Il 7 luglio si è registrato anche il nuovo record delle temperature minime con 25.5 gradi (il record precedente di 25 risaliva ai giorni 11 agosto 2003 e 16 luglio 2010).
Freddo? Poco. La temperatura più bassa dell’anno meteorologico a Varese è stata toccata nella notte di San Silvestro (31 dicembre 2014) con -4,8°, mentre la decade più fredda (+3,5 gradi gradi la temperatura media) si è verificata all’inizio di febbraio (il più freddo dell’anno in generale), ben 7 gradi più calda del record di freddo del 2012, quando all’inizio del secondo mese dell’anno, il termometro aveva oscillato attorno a -3,8°.
Vita grama per gli amanti della neve, caduta a Varese città il 21 gennaio (senza accumulo), il 29 dello stesso mese (2 cm), il 3 febbraio (2 cm), 5 febbraio (7 cm), a San Valentino (5 cm) e il 21 febbraio (giusto un centimetro).
Non è andata bene nemmeno al Campo dei Fiori: 191 cm accumulati in tutto l’inverno su una media di 284 a partire dal 1985.

Cinquantuno giorni senza acqua

Pioggia: con un totale di 1.508 mm il 2015 ha fatto registrare piogge leggermente inferiori (-4%) alla media che sul periodo 1966-2014 vale 1567 mm.

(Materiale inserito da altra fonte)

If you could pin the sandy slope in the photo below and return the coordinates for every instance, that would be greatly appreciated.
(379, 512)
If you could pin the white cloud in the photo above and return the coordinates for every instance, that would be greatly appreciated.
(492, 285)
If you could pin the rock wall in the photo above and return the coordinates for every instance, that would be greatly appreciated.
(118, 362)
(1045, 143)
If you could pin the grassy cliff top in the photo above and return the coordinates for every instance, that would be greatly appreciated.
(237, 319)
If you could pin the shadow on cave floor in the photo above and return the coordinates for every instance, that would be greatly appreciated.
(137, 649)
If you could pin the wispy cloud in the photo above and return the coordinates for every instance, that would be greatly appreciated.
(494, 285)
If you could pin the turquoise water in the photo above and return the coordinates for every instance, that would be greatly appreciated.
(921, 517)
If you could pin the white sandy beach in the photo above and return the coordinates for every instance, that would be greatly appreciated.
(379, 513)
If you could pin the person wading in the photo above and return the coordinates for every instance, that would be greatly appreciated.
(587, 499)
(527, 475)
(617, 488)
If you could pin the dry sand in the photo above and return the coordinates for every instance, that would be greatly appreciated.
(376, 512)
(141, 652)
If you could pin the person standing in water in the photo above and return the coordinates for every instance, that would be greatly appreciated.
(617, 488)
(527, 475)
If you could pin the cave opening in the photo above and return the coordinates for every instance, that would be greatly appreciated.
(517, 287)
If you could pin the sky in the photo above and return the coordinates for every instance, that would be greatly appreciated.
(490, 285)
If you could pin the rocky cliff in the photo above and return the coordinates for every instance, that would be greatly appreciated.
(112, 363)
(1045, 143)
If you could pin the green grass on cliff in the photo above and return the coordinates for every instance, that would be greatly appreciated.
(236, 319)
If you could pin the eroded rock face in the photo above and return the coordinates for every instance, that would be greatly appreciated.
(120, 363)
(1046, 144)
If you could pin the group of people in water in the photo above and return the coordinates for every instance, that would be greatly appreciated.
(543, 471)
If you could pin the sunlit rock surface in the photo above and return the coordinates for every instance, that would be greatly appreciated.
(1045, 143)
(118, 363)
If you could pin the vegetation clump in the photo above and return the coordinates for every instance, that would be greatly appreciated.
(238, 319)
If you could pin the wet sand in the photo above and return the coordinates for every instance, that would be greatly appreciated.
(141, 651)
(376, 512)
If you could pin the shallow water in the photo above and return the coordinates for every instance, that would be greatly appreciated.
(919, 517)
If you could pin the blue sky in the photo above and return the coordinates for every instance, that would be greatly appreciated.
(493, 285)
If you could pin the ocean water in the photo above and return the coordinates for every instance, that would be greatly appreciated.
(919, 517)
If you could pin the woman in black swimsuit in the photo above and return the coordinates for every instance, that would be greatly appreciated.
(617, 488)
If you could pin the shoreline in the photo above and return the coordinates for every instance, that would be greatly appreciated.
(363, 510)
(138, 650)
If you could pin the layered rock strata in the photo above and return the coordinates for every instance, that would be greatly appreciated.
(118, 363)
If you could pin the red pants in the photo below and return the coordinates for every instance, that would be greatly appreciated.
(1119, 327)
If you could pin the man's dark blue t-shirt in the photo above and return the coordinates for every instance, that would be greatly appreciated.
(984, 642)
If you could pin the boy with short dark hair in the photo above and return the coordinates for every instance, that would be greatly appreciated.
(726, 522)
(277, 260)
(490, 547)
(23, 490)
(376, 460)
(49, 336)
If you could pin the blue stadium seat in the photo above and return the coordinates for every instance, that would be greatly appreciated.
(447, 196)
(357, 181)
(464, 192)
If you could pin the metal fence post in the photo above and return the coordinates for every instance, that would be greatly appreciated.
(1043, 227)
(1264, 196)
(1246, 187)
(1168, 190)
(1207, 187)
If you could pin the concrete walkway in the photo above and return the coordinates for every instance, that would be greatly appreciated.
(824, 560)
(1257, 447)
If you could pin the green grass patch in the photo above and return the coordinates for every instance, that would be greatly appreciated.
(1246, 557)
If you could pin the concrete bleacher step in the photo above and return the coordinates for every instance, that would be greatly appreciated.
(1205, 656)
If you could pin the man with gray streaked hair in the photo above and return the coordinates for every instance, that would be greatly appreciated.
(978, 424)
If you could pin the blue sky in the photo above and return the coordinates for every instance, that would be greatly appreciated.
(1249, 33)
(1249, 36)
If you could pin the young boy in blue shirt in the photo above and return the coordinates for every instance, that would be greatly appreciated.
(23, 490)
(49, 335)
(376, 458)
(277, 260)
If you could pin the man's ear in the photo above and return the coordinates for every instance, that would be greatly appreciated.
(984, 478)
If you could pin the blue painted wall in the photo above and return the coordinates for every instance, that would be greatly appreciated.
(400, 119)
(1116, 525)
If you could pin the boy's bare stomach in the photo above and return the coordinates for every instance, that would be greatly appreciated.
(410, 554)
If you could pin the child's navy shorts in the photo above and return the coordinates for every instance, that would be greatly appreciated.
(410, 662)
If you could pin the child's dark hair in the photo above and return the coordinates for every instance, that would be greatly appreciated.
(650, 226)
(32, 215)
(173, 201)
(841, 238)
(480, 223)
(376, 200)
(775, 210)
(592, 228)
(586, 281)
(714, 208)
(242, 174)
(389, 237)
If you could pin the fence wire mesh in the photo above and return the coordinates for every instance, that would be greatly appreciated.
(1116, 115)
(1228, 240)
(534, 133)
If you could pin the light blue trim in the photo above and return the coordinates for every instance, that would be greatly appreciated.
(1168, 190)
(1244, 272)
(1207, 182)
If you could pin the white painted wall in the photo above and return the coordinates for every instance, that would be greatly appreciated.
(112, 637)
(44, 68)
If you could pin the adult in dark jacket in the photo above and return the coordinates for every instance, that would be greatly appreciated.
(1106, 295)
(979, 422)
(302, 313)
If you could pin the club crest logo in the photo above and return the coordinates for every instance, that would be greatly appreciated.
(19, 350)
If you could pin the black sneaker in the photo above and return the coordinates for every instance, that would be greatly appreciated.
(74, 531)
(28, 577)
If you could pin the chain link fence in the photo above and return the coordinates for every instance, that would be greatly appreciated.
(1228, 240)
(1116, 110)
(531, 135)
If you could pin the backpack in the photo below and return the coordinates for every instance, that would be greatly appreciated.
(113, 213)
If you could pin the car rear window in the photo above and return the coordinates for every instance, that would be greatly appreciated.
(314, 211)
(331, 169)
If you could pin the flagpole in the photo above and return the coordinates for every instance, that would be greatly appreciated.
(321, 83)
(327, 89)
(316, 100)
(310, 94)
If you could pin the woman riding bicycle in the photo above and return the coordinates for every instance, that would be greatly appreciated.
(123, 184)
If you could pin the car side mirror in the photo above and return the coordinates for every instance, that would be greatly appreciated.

L’anno scorso con 2646 mm è stato invece il più piovoso a Varese almeno dal 1965, superando di molto il record precedente stabilito nel 2002 con 2397,5 mm (al terzo posto troviamo il 2000 con 2237 mm).
I mesi che hanno più contribuito alle piogge annuali sono stati soprattutto gennaio, febbraio, maggio, settembre e ottobre. La giornata più piovosa dell’anno è stata il 15 maggio con 92 mm, quota che si fissa al quarantottesimo posto (periodo 1966-2014) tra quelle più piovose che seguono il record di 258,6 mm registrato il 13 settembre 1995.
Il numero dei giorni con piogge significative (superiori o uguali a un mm) nell’intero anno sono stati solo 83, nettamente al di sotto della media (1967-2013) di 98.
Dal 16 dicembre al 16 gennaio 2015 si è anche verificato un periodo di siccità di 30 giorni, evento ormai piuttosto comune nella stagione invernale e che si è puntualmente verificato in tutti gli inverni dal 1998 in poi (con eccezione del 2009, 2010 e 2013) e che si sta ripresentando in novembre e dicembre per la stagione invernale 2015/2016 (ormai si è arrivati a quota 51 giorni senza acqua dal cielo, vicini al 2001-2002 – 57 giorni dal 28 novembre al 22 gennaio – ma ancora lontani dagli 89 del 1997, quando non piovve dal 22 gennaio fino addirittura al 20 aprile).